Dust Netowrks (see my acquisition article here) has been the platform for Emerson Process development and then WirelessHart. It's purchase means that the technology is backed by an established, $1.4 billion company. This should add some insurance for those engineers considering long-term deployment of wireless sensor networks.
Meanwhile, the International Society of Automation (ISA) has achieved its long-deferred American National Standards Institute (ANSI) approval for the ISA100.11a standard--the "competing" standard to WirelessHart. It's nice that the rhetoric has died in the "wireless wars" and the path to convergence getting serious (see Renee Robbins Bassett's article in Automation World).The ANSI approval is usually a routine matter, but the ISA 100 wireless committee had a tremendous amount of contentiousness. It was so bad that one ISA leader told me that it was the most disfunctional committee he'd seen at one point in the process.
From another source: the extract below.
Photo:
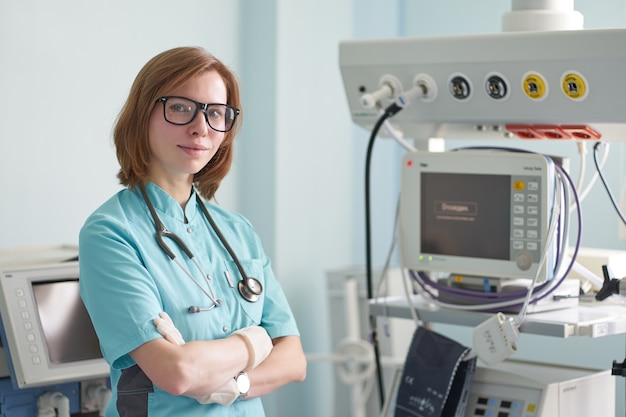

When the original ISA100.11a was adopted, several members of the committee thought that proper procedures had not been observed and petitioned ANSI to deny approval. ANSI, in fact, did deny approval, and the issue returned to the committee for further work.
Much as I thought at the time, this is almost an anti-climax. Many companies have WirelessHart devices in the market, while ISA100 products are still in development (although a few that meet the requirements without final approval are released) by a few companies.